女の子らしさを否定されて生きていた。強く頼もしくあることを求められてきた。なのに、唯一残されたこの存在価値も、こんな男の出現で否定されてしまうのか。悔しさに涙がにじむ。せめて、憧れが恋に成就できれば彼女もこの苦しさから解放されたであろうに。しかし、憧れたその相手は、優しく強い年上の男性は、彼女を見てはくれなかった。彼の視線の先にいるのは、姉。優しい、穏やかな、たとえようもなく女性の魅力にあふれる姉、その人。誰も本当の自分を見てはくれない。誰も本当の自分を認めてはくれない。深海に一人沈んでいく寂しさがあかねの心を蝕んでいた。
(かわいいのに……)
彼を見る彼女の顔は、いつも怒っている顔。大きな黒い瞳は、いつもきつく彼を睨みつける。だけど、あの体育の時間、偶然見かけたその笑顔はすごくかわいかった。数多の男を、そして彼の心を魅了するに十分だった。あんな顔できるのに、とてもかわいいのに、どうしてもっと笑わないんだろう。彼が知っているのは、怒っている顔。睨んでいる顔。そして……あかねが憧れている、あの先生に会った後のつらく沈んだ顔。笑顔を向けてほしい。乱馬はそう思った。そんなにつらい顔しないで。いつもいつも睨まないで。笑って。おれに笑って見せて。だから……

「笑うと、かわいいよ。」

強くなくてもいいのだろうか。もう女の子に戻ってもいいのだろうか。傍らを見上げる。そこに自分を見下ろす2つの瞳。強い男の気配。今まではずっと頼られるだけだった。けれど、自分も誰かに頼ってもいいのだろうか。いつか……この腕に身をゆだねてもいいのだろうか……


「笑うとかわいいよ。」
それは彼女を呪縛から解き放つ言葉。醜いアヒルだと思い込んでいた少女が、美しい白鳥であったことを知る始まりのA。


(前編:END)


(ザンゲ)
某カキコで話題になった、「なぜあかねは乱馬を好きになったのか」の半官半民的解釈っすが……やっぱテーマ重すぎたっす。
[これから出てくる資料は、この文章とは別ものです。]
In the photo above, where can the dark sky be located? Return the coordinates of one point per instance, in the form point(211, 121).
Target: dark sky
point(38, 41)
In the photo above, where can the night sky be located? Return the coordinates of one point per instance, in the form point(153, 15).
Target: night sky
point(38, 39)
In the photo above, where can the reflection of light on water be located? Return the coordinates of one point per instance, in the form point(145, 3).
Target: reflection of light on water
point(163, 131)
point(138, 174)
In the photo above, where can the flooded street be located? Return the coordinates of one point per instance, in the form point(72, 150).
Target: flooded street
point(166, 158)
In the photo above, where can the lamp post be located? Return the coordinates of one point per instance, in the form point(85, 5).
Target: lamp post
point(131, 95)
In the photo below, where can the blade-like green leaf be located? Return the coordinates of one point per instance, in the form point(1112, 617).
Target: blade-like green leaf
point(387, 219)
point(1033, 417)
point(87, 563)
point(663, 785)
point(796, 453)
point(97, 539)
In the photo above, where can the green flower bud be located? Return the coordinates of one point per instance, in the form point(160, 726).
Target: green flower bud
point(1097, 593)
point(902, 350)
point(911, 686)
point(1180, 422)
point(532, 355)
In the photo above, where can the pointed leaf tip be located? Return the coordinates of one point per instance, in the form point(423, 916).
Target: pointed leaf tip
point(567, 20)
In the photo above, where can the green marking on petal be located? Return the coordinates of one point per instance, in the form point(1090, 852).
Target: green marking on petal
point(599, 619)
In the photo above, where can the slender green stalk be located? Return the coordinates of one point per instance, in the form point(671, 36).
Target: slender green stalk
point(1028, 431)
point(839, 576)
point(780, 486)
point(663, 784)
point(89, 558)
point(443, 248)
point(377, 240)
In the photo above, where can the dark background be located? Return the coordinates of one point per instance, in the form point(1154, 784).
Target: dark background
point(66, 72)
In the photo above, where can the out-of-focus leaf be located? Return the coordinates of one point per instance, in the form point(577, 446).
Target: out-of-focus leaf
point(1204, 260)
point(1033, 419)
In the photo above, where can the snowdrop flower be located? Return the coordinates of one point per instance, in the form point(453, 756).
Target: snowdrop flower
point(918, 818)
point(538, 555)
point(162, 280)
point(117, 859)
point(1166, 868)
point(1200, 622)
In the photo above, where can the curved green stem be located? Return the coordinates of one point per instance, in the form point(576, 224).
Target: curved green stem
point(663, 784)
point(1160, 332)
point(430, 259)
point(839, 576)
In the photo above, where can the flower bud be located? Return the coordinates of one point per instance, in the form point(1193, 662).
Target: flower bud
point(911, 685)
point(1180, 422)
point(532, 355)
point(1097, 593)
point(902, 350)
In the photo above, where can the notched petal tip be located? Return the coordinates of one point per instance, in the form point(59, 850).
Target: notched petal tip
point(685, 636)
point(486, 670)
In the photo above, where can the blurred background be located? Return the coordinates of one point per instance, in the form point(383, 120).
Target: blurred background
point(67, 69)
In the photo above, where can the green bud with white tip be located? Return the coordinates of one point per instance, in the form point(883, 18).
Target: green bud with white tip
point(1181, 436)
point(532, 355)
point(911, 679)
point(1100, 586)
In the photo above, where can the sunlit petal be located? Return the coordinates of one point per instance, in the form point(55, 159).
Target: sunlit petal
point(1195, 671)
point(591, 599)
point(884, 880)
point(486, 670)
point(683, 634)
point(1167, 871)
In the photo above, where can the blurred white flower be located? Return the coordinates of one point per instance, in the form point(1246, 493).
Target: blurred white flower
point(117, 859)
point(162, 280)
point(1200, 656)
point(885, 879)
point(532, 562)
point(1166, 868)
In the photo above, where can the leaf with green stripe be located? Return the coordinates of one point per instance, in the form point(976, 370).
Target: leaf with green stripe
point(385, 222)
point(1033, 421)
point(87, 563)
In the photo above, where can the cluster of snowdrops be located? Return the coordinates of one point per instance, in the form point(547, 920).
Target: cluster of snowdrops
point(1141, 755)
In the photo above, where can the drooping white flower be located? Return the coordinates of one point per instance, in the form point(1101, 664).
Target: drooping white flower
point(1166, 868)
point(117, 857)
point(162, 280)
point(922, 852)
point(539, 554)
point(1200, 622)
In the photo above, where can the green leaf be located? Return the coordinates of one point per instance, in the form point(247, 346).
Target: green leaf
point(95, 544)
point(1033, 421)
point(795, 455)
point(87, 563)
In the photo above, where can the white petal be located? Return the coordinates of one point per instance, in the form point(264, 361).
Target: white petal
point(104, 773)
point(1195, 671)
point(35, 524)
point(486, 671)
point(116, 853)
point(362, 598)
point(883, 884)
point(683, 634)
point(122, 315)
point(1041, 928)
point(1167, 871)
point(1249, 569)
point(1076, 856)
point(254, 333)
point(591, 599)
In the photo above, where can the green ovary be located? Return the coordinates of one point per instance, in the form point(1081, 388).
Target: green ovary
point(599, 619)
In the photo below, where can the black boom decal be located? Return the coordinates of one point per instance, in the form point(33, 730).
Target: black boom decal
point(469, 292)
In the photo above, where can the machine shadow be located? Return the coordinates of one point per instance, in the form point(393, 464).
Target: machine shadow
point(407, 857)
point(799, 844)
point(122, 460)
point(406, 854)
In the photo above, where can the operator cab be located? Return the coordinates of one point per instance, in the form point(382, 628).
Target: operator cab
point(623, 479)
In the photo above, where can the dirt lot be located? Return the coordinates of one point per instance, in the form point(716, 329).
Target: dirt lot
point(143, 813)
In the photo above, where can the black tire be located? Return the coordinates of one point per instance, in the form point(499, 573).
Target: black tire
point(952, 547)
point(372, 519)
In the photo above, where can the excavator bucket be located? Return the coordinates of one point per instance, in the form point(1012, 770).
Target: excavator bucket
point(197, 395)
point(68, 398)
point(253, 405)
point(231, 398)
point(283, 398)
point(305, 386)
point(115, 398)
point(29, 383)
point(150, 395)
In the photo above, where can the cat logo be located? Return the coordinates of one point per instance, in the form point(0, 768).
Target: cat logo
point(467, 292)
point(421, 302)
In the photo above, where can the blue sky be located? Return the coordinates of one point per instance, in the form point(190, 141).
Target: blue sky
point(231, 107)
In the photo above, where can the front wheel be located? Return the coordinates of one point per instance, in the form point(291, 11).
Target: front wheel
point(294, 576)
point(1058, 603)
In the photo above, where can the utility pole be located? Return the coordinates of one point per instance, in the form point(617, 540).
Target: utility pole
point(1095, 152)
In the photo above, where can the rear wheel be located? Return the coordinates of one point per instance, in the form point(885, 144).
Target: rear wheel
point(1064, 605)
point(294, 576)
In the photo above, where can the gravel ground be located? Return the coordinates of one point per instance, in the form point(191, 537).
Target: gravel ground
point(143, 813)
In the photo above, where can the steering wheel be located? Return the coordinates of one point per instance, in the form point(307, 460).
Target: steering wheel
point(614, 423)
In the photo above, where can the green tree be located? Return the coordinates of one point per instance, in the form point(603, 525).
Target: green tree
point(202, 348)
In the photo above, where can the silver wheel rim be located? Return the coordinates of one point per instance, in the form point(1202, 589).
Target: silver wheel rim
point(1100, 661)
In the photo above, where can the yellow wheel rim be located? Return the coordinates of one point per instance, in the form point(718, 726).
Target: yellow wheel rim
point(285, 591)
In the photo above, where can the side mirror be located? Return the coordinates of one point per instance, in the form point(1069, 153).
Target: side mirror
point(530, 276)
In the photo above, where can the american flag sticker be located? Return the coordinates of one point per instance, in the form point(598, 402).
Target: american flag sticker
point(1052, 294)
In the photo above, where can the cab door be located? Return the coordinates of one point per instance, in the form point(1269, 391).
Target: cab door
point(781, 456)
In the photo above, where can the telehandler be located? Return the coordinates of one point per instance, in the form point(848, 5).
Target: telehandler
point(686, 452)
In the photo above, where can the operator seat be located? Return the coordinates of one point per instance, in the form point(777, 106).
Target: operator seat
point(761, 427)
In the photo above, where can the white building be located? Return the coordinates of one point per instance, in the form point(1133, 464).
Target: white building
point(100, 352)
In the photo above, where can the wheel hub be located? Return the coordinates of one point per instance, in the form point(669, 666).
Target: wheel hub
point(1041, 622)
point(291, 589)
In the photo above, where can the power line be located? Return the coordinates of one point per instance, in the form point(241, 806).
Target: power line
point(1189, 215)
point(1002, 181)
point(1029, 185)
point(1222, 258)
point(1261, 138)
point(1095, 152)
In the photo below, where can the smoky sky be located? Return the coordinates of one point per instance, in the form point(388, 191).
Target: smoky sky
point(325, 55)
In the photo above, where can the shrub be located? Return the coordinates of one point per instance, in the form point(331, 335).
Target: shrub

わし殴りっこ書いてるほうが性に合ってるっす……とか舌の根も乾かんうちに次回後編「振り向いて、そして微笑んで(彼が彼女を好きになったわけ)」請うご指導ごベンタツ!(いいのかこんなこと書いちまって……後には引けんぞ)

一之瀬けいこ的コメント
良いの(笑
本当にこのテーマって重いですよね。でも、描きたい・・他の人のプロットも読んでみたいっ!